If you want to see true behavior change, one of your tactics should be to must praise what you want to see repeated.
So encourage each other and build each other up, just as you are already doing. 1 Thessalonians 5:11
Christians tend to apply this verse a lot to their encouragement of one another. But have you ever thought about applying it to your children? This concept could result in long-term behavior change.
I was listening to a podcast this morning and I heard something that should not only change the way you parent, it should also bring about the behaviors that you desperately want to see in your kids.
The statement was: Praise the behaviors that you want to see repeated.

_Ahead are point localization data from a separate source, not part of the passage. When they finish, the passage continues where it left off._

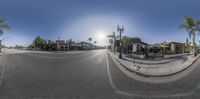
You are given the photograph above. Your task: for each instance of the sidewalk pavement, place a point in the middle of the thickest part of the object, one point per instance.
(156, 70)
(13, 51)
(151, 62)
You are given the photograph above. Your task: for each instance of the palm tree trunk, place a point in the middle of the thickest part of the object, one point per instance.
(194, 45)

Sounds simple enough, right? But the honest truth is that many of you have a very hard time living this out. Your first instinct in trying to influence your child’s behavior is to point out what was done wrong and what needs improvement, and then to leave it at that.
But what if you tried a difference approach?

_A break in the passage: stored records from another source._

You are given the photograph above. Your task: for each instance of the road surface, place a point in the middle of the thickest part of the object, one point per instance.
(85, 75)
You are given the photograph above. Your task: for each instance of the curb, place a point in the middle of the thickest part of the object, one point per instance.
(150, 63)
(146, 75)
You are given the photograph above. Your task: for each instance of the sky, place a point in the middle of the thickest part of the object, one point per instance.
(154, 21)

What if you were on the lookout for when your child does something right and then praised that behavior?
I’m not saying you should never offer suggestions or corrections to your child, but what if that approach became secondary? What if your first tactic was to look for what is being done right and praise it?

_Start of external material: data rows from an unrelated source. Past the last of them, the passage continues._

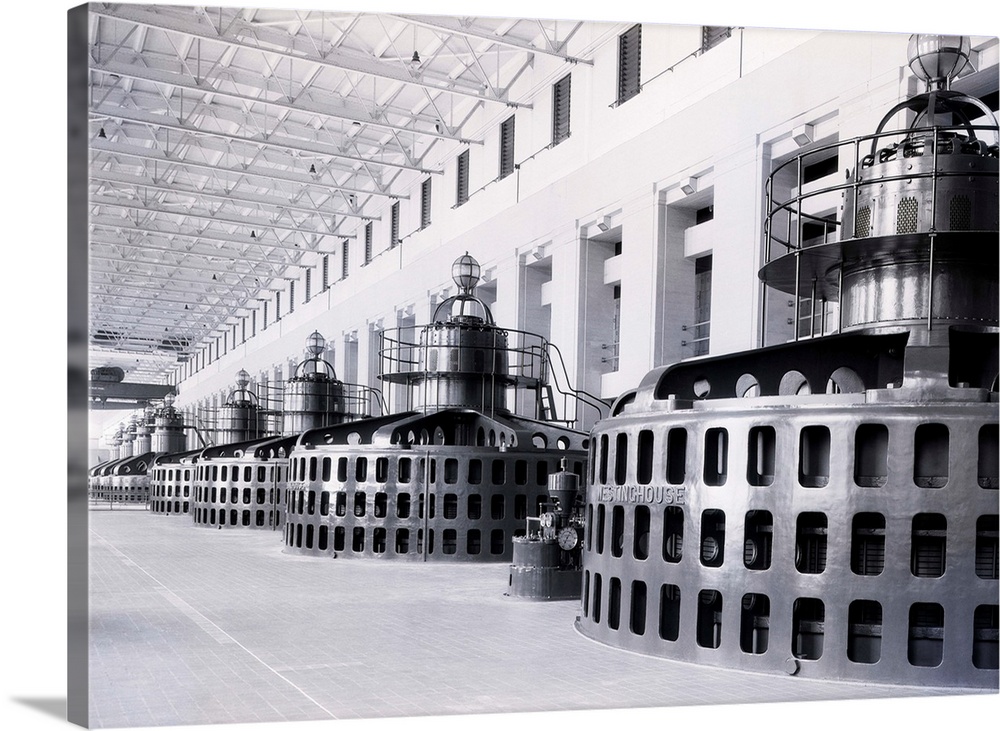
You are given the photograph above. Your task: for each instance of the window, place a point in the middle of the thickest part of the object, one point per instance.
(629, 57)
(614, 602)
(713, 537)
(930, 455)
(475, 506)
(560, 110)
(621, 458)
(617, 530)
(394, 225)
(926, 635)
(676, 453)
(640, 532)
(673, 534)
(868, 544)
(760, 456)
(864, 631)
(814, 456)
(713, 35)
(871, 451)
(989, 457)
(716, 456)
(928, 542)
(808, 616)
(403, 505)
(709, 631)
(462, 179)
(670, 612)
(402, 540)
(810, 543)
(597, 598)
(637, 616)
(984, 637)
(425, 203)
(986, 547)
(506, 147)
(757, 540)
(644, 461)
(755, 614)
(702, 304)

Homes that always focus on what was not done right crush spirits and breed a stifling atmosphere.
But parents who look for the positive first, and praise it, will motivate others to continue that good behavior. There is a proper time and way to follow up with constructive criticism. But it does not have to be the first line of defense.
Keep in mind that this is not a quick fix. You must make praising the behavior you want to see a lifestyle.
Start practicing that approach this week and you just may see the beginnings of a change you’ve been waiting on for a long time.